NAME OF THE REGISTER

Gofore Gigs (https://gigs.gofore.com).

CONTACT FOR THE REGISTER

You may send your questions and requests regarding privacy to privacy@gofore.com. Regardless which of the above-mentioned companies is a data controller, you can always be in touch through the aforementioned email address.

UPDATES TO THIS PRIVACY POLICY

This Privacy Policy was last updated on 7th of February 2024.

We will update this Privacy Policy whenever there are changes in personal data processing, or in the applicable legislation, of which data subjects must be informed. The latest version of the Privacy Policy is available on gigs.gofore.com.

PURPOSES OF PROCESSING AND LEGAL BASIS

Gofore processes personal data in accordance with applicable legislation, including the General Data Protection Regulation (Regulation (EU) 2016/679, “GDPR”), and this Privacy Policy.
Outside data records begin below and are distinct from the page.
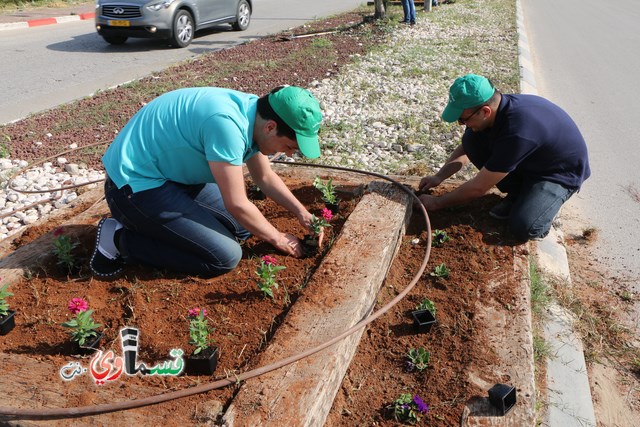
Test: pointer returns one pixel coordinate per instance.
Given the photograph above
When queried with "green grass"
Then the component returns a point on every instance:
(8, 6)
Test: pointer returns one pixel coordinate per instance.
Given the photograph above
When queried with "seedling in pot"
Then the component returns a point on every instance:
(310, 244)
(408, 408)
(267, 272)
(503, 397)
(440, 271)
(417, 358)
(84, 331)
(427, 304)
(204, 358)
(7, 320)
(328, 191)
(439, 237)
(63, 248)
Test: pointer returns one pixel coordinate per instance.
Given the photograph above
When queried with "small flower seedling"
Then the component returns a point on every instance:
(439, 238)
(82, 326)
(63, 248)
(4, 305)
(327, 189)
(418, 358)
(199, 329)
(440, 271)
(267, 272)
(427, 304)
(323, 221)
(408, 408)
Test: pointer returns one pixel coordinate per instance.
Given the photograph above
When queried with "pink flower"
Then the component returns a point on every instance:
(269, 260)
(326, 214)
(195, 312)
(78, 305)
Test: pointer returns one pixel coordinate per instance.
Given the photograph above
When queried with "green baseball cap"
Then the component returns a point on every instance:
(467, 91)
(298, 108)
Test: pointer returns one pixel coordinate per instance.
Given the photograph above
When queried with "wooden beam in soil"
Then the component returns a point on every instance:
(341, 293)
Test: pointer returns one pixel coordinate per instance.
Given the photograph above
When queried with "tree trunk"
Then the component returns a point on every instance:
(381, 9)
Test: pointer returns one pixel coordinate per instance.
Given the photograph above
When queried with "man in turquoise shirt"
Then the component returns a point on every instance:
(175, 184)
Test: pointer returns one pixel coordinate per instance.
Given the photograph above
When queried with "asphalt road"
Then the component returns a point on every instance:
(43, 67)
(585, 57)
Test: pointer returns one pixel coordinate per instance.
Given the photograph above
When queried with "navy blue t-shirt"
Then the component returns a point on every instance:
(533, 138)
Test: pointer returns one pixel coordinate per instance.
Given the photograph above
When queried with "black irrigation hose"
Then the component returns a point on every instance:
(45, 413)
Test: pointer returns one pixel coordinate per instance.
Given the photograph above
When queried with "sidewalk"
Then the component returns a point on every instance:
(35, 17)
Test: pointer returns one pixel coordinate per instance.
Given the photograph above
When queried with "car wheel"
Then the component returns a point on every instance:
(243, 16)
(182, 29)
(115, 39)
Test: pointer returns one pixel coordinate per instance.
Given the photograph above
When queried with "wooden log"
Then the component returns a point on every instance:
(341, 293)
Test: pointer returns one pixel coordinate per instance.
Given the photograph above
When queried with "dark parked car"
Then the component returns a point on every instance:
(175, 20)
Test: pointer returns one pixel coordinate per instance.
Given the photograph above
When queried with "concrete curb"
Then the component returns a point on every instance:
(569, 395)
(46, 21)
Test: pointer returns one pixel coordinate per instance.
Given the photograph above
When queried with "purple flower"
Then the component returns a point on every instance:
(195, 312)
(269, 260)
(77, 305)
(422, 407)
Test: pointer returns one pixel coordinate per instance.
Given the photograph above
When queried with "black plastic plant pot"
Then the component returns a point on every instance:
(256, 194)
(90, 345)
(8, 322)
(333, 207)
(203, 363)
(423, 320)
(503, 397)
(309, 246)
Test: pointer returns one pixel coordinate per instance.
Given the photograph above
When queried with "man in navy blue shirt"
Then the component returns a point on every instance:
(525, 145)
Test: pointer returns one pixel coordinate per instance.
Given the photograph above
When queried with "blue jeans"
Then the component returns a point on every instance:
(409, 10)
(183, 228)
(534, 208)
(536, 202)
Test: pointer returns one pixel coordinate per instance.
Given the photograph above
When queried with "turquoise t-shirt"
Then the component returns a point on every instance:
(173, 138)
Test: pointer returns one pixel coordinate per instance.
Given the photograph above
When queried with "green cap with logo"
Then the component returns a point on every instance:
(299, 109)
(467, 91)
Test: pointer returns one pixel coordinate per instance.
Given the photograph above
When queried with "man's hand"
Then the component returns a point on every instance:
(431, 203)
(289, 244)
(428, 182)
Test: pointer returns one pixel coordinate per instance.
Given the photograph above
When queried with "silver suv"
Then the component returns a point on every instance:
(175, 20)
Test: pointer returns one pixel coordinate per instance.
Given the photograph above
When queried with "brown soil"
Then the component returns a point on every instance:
(156, 302)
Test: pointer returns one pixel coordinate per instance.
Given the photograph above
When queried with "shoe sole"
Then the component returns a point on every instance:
(96, 251)
(498, 216)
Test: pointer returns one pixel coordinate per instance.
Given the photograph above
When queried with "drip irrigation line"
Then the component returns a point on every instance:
(53, 413)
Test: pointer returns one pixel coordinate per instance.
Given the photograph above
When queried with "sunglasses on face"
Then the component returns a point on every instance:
(466, 119)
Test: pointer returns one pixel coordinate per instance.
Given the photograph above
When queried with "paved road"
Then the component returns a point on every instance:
(43, 67)
(585, 56)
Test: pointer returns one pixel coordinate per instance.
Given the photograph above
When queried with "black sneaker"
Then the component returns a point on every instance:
(502, 210)
(106, 262)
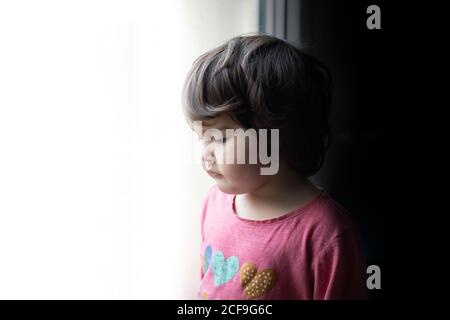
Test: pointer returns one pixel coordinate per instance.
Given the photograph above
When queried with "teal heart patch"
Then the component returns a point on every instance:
(223, 270)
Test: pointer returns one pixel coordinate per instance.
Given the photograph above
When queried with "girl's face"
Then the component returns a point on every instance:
(232, 178)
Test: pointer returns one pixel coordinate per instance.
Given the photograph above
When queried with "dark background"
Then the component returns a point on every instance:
(362, 168)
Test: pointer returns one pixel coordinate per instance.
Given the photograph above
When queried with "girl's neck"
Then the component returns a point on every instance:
(282, 193)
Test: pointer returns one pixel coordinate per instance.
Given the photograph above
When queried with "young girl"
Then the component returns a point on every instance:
(269, 236)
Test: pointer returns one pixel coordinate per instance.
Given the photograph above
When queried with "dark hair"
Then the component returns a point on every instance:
(261, 81)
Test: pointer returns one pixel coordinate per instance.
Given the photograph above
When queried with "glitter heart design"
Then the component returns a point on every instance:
(223, 270)
(254, 283)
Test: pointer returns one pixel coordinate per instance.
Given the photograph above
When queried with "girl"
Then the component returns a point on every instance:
(274, 236)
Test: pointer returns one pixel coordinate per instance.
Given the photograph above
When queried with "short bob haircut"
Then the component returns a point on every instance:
(261, 81)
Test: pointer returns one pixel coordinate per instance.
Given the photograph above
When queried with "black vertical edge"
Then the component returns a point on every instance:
(286, 2)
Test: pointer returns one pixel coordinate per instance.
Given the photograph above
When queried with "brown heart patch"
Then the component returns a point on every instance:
(255, 283)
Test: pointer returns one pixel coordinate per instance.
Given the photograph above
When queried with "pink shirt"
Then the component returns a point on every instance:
(312, 252)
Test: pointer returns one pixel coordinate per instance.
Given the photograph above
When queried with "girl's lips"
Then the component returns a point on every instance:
(214, 174)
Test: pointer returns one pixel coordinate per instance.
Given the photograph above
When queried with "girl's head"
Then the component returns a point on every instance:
(260, 82)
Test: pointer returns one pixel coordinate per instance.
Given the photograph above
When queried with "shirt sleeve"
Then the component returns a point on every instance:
(338, 270)
(202, 232)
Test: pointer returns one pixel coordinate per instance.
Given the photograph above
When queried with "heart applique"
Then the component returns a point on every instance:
(207, 259)
(223, 270)
(255, 283)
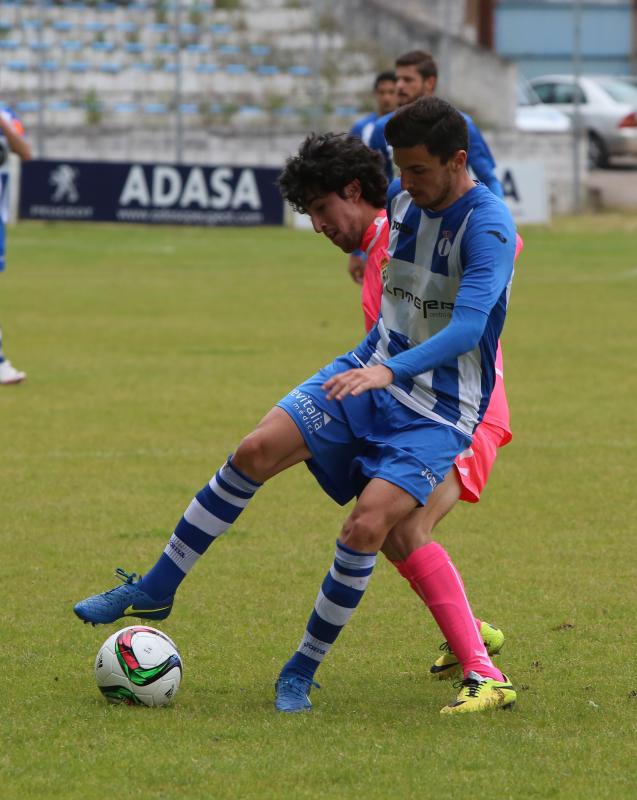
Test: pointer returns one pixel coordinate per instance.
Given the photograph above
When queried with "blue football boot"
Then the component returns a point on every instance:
(292, 693)
(123, 601)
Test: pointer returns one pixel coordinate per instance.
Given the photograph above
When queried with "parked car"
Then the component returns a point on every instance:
(531, 114)
(608, 110)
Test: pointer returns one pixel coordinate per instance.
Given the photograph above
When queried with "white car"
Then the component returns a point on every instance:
(607, 107)
(534, 116)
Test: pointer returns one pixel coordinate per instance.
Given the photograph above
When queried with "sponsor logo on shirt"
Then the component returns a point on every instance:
(429, 308)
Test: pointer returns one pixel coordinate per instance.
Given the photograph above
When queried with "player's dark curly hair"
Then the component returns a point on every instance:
(328, 162)
(431, 122)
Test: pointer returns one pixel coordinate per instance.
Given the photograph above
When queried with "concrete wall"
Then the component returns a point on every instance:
(474, 79)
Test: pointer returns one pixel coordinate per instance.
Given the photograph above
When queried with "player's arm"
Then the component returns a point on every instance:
(17, 143)
(481, 161)
(488, 257)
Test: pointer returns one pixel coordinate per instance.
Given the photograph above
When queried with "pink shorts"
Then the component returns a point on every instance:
(474, 465)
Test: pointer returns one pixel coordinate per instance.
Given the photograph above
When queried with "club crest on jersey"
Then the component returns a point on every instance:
(444, 244)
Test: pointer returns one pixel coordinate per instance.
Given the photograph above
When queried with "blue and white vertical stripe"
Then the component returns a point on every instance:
(211, 512)
(338, 596)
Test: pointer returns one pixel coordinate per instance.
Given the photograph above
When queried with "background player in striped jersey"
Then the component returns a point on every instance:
(388, 453)
(386, 102)
(416, 76)
(11, 139)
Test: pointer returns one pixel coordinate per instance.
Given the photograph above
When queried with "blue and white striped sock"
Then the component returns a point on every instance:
(211, 512)
(338, 596)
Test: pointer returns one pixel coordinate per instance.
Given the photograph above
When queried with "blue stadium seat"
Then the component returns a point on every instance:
(165, 47)
(229, 49)
(155, 108)
(300, 70)
(27, 106)
(346, 111)
(103, 47)
(260, 50)
(198, 47)
(268, 69)
(236, 69)
(111, 67)
(78, 66)
(125, 108)
(127, 26)
(59, 105)
(95, 26)
(134, 47)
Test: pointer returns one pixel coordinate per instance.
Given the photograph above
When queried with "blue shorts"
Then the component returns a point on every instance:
(369, 436)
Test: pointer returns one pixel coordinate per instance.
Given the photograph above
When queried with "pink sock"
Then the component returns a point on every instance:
(404, 570)
(433, 576)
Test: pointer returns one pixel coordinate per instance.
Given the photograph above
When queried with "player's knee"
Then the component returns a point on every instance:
(363, 531)
(254, 456)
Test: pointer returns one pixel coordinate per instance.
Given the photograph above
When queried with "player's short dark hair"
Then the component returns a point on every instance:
(432, 122)
(328, 162)
(387, 75)
(422, 60)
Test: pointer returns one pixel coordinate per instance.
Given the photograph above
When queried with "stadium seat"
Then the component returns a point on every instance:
(78, 66)
(229, 49)
(103, 47)
(134, 47)
(110, 67)
(125, 108)
(27, 106)
(300, 70)
(59, 105)
(165, 47)
(260, 50)
(155, 108)
(126, 26)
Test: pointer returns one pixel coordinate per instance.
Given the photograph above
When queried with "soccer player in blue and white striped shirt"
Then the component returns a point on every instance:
(384, 422)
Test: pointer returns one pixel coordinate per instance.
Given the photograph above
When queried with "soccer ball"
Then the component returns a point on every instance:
(138, 666)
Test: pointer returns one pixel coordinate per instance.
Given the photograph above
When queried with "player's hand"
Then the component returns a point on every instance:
(356, 268)
(357, 381)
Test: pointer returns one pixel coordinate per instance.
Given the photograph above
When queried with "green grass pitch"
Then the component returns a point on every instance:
(150, 352)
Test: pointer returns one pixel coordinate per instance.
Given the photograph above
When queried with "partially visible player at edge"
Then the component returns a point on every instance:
(416, 76)
(386, 103)
(433, 374)
(11, 139)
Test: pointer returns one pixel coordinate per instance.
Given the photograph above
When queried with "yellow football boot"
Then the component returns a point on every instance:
(447, 666)
(482, 694)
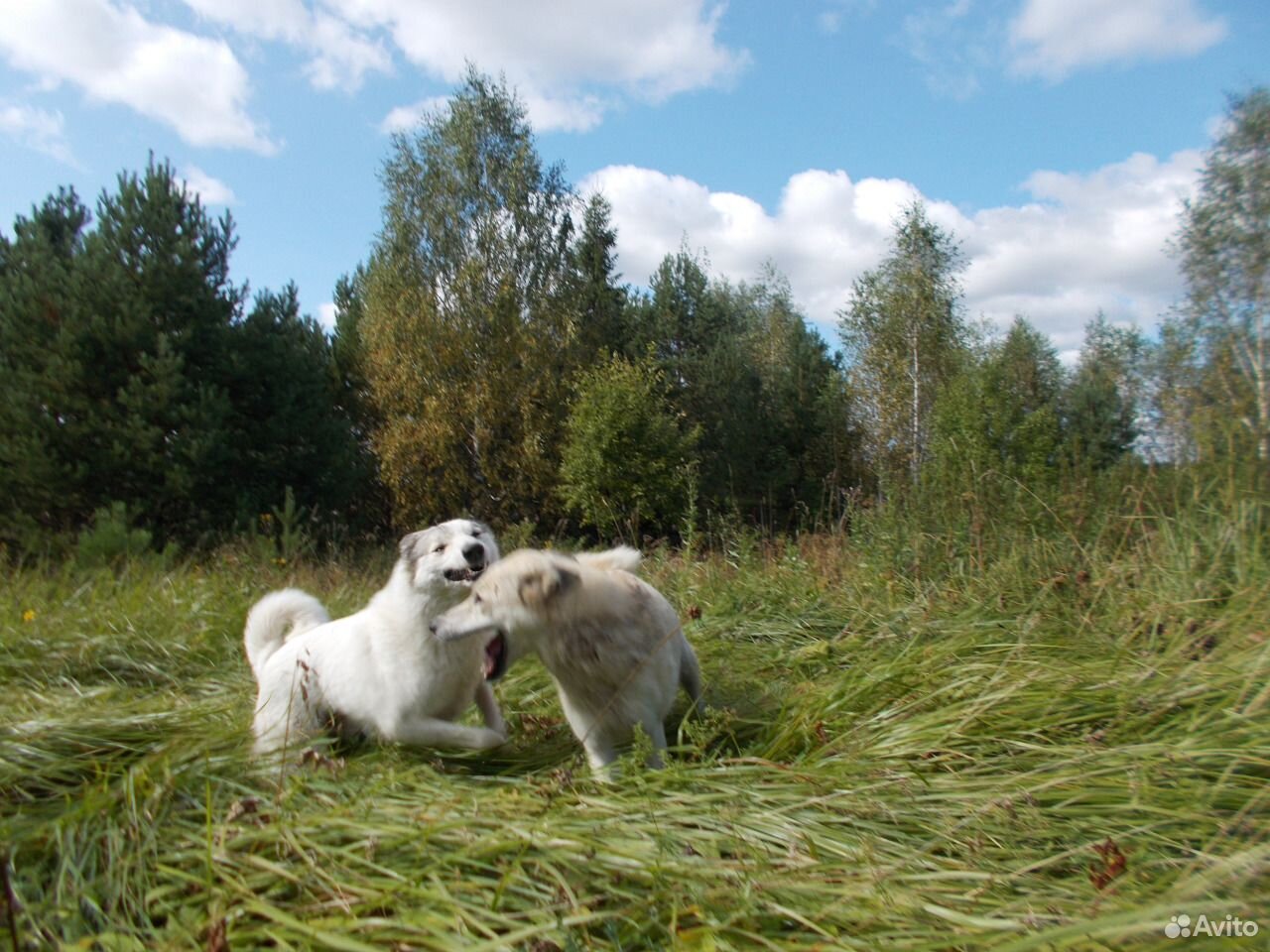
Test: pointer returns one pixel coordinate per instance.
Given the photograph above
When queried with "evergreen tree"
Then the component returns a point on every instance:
(626, 460)
(42, 414)
(592, 289)
(290, 430)
(1101, 399)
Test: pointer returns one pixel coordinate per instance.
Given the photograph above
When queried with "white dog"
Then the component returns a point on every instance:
(611, 642)
(379, 671)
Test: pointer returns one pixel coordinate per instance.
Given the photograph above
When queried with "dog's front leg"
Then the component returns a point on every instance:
(489, 711)
(434, 733)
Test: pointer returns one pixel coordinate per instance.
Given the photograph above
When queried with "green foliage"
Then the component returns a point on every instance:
(592, 291)
(905, 340)
(889, 761)
(111, 540)
(1216, 347)
(626, 453)
(135, 379)
(467, 338)
(1102, 399)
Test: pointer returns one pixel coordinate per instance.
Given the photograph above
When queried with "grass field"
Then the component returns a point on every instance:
(1061, 747)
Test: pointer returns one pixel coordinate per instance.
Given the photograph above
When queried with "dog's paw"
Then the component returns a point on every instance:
(489, 739)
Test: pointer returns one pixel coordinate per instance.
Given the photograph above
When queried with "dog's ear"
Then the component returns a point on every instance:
(409, 548)
(541, 588)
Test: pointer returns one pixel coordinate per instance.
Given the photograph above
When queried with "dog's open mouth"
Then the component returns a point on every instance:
(495, 656)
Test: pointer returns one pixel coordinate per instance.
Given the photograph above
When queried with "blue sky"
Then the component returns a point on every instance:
(1055, 139)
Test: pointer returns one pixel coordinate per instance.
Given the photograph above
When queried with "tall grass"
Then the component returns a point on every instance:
(1052, 743)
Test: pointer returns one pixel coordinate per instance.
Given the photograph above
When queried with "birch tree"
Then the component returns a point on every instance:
(905, 339)
(1222, 330)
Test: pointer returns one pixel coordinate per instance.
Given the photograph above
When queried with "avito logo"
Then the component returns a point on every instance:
(1182, 927)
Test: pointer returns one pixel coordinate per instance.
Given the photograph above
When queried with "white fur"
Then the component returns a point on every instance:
(611, 642)
(380, 671)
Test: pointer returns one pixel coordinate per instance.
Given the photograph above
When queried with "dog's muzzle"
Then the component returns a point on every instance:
(475, 557)
(495, 656)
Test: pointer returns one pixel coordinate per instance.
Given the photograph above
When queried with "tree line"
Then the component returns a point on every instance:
(486, 358)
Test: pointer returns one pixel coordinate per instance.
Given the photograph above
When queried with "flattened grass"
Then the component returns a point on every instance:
(1058, 751)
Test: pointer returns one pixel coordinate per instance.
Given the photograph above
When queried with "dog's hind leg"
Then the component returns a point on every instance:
(434, 733)
(690, 673)
(656, 731)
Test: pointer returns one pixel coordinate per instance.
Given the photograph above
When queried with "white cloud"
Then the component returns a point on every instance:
(1082, 244)
(340, 55)
(404, 118)
(37, 128)
(571, 60)
(208, 189)
(1052, 39)
(326, 313)
(191, 84)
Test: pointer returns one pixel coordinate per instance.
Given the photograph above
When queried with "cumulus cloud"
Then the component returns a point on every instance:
(37, 128)
(1053, 39)
(208, 189)
(191, 84)
(571, 60)
(1082, 244)
(339, 54)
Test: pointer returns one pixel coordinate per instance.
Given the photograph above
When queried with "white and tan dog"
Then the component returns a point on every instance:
(610, 640)
(380, 671)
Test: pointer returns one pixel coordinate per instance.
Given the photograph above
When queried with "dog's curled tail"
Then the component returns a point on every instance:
(275, 619)
(620, 558)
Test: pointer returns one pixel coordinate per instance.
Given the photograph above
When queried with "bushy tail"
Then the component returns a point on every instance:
(275, 619)
(622, 557)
We use personal data in our registers for the following purposes:

• Processing and evaluating our partners and offers made by our partners.
• Pro-actively finding suitable partners for our customer needs from the expert pool created by our partners, Gofore Gigs users, and providing other co-operation opportunities for our partners.
• Analysing data given by our partners and possibilities of our partner ecosystem to develop our operations.
• Managing partner relationships
• Communication on service-related matters, such as incidents, updates, feedback, and user surveys.
• Marketing of Gofore’s or its partners other services or events for Gofore Gigs users (if marketing consent is given).
• Artificial intelligence (AI) based profiling to match experts with customer requirements, preparation of sales offers and overall resourcing and sales process management and development and training of AI models.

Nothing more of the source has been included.